The objective of this proposed research is primarily descriptive. We would like to describe and report on the long-term outcome including detailed Response Evaluation Criteria in Solid Tumor (RECIST) measurements of the SD patients in Checkmate 214 trial so that the scientific community can use the data as the historic control to design single arm phase 2 trials in their efforts to improve the outcome of metastatic RCC patients who have achieve SD after initial Ipi/Nivo and goes on maintenance Nivo.

We plan to analyze the data descriptively, including patient characteristics (age, sex, tumor histology, staging, International Metastatic renal cell carcinoma Database Consortium (IMDC) etc.) and outcome data (OS, progression-free survival, SD duration, sum of longest diameter (SLD) measurements over time, and toxicity)—all data pertaining to the SD patient population in the Checkmate 214 trial.
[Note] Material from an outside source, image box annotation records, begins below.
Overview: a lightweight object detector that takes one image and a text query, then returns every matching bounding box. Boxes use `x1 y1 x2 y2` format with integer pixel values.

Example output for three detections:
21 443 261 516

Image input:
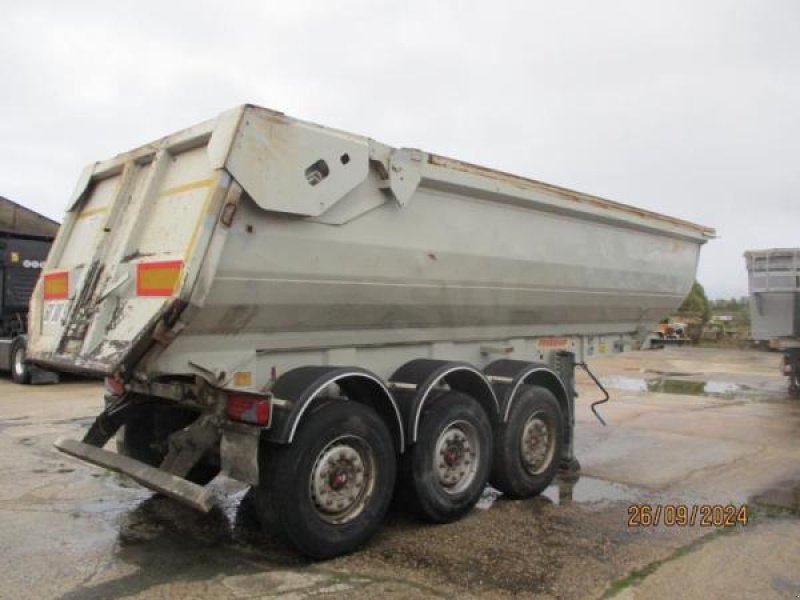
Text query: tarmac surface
0 348 800 600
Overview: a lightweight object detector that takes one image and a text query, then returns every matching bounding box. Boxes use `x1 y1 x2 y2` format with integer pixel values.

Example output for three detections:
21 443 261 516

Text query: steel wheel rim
309 436 376 525
519 412 556 475
14 347 25 377
433 421 480 495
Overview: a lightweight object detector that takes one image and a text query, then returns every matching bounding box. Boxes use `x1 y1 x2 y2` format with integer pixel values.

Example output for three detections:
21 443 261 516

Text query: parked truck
30 105 714 558
0 196 58 383
744 248 800 398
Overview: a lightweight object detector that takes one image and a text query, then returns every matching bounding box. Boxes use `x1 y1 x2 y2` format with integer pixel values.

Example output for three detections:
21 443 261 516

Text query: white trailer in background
30 106 713 557
744 248 800 398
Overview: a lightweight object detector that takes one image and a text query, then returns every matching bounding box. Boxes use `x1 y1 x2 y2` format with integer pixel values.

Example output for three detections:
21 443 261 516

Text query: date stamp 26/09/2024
628 504 750 527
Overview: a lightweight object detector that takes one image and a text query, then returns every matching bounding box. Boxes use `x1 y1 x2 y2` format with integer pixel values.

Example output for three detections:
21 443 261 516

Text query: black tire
117 406 219 485
253 399 397 559
490 385 564 498
10 337 31 385
402 391 492 523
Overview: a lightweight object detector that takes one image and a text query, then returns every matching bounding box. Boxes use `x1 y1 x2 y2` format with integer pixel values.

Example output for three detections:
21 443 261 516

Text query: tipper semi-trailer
29 105 714 558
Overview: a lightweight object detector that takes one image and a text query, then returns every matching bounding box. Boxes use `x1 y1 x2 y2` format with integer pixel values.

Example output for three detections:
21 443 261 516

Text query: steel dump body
29 106 714 390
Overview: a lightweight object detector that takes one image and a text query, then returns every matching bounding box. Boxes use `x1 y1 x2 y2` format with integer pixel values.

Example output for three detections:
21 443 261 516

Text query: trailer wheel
117 406 219 485
490 385 564 498
253 399 397 559
11 336 31 385
402 391 492 523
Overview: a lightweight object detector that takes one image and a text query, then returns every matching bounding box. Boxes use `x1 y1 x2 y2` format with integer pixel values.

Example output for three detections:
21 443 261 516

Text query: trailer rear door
31 131 229 374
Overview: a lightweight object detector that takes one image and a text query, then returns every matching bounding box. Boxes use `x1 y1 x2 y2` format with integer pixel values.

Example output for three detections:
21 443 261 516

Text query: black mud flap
55 434 214 513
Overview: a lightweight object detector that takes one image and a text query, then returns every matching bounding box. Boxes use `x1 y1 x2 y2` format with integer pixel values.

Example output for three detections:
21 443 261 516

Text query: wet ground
0 348 800 599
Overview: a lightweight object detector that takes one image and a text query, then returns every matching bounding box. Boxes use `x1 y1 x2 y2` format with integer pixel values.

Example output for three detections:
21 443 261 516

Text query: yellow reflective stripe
75 206 108 220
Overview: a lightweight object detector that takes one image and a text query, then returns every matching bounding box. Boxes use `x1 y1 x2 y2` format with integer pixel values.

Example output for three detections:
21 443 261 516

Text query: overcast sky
0 0 800 298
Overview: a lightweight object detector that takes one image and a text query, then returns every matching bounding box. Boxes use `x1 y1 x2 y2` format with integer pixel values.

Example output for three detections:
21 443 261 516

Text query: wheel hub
310 438 374 523
520 413 553 475
433 421 478 494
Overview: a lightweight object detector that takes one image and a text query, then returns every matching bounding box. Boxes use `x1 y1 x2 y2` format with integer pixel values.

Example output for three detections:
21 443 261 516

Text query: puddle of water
600 376 647 392
748 480 800 515
542 476 642 504
601 376 772 400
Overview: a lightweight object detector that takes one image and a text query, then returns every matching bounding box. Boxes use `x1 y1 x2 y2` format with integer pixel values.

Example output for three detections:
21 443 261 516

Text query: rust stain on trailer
428 154 716 237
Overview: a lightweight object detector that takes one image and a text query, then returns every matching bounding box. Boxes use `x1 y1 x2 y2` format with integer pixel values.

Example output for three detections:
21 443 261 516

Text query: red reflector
104 377 125 396
136 260 183 296
44 271 69 300
228 392 272 426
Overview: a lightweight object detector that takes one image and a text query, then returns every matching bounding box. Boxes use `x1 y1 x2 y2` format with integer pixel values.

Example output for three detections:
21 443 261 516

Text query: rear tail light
136 260 183 296
228 392 272 427
783 356 792 375
44 271 69 300
103 377 125 396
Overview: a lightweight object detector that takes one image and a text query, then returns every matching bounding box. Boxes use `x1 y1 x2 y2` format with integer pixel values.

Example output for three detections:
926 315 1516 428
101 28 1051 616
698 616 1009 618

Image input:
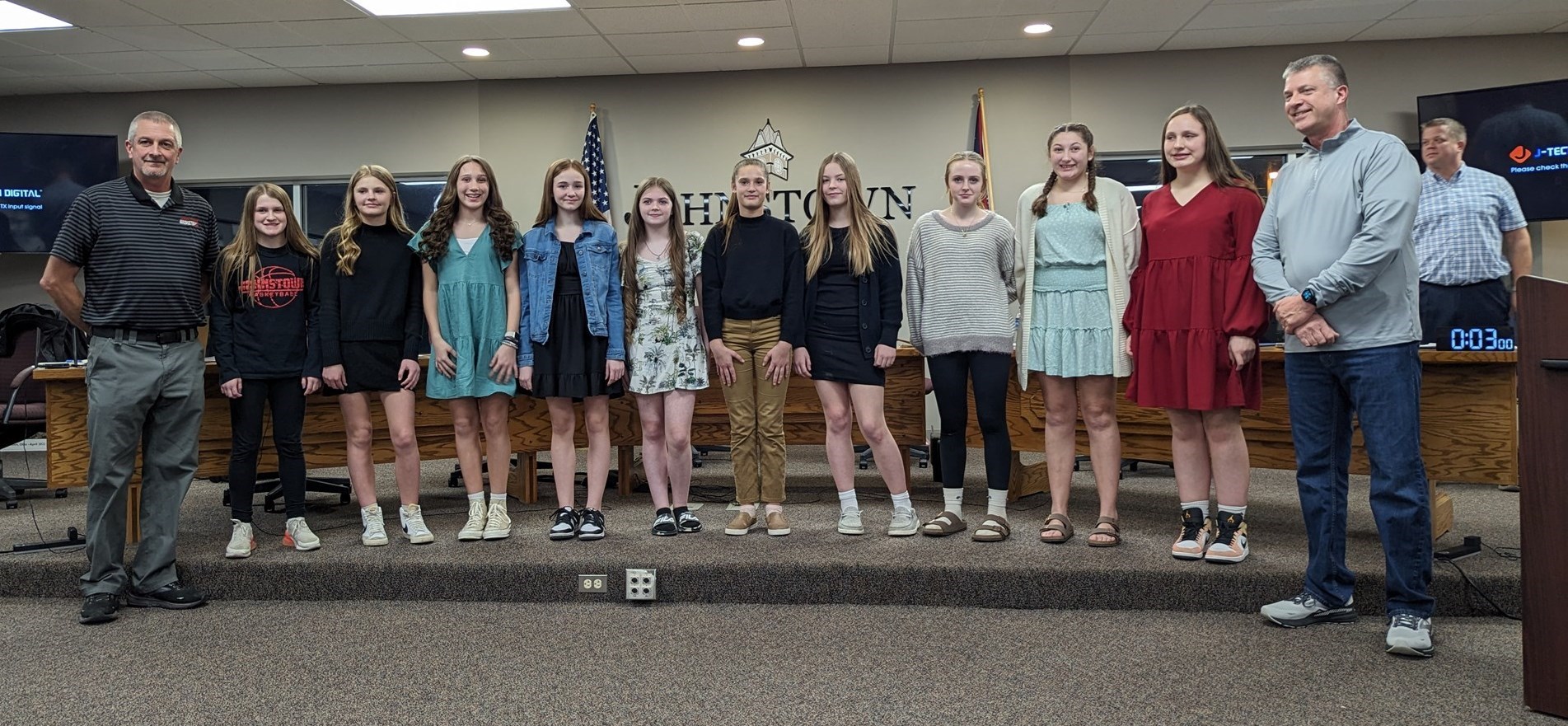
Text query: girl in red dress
1123 105 1269 563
We will perform single cohort Kaplan-Meier analysis to describe the long-term survival outcomes of these patients. Box plots will be generated to visualize the changes in SLD from baseline to each follow-up. Patients with missing outcome data will be excluded.

Requested Studies:

Nivolumab Combined With Ipilimumab Versus Sunitinib in Previously Untreated Advanced or Metastatic Renal Cell Carcinoma (CheckMate 214)
Data Contributor: Bristol Myers Squibb
Study ID: NCT02231749

Summary of results:

We were unable to bring our analysis to completion due to the following reasons: Only received partial and incomplete data from BMS such that it was not possible to perform a full analysis. Thanks.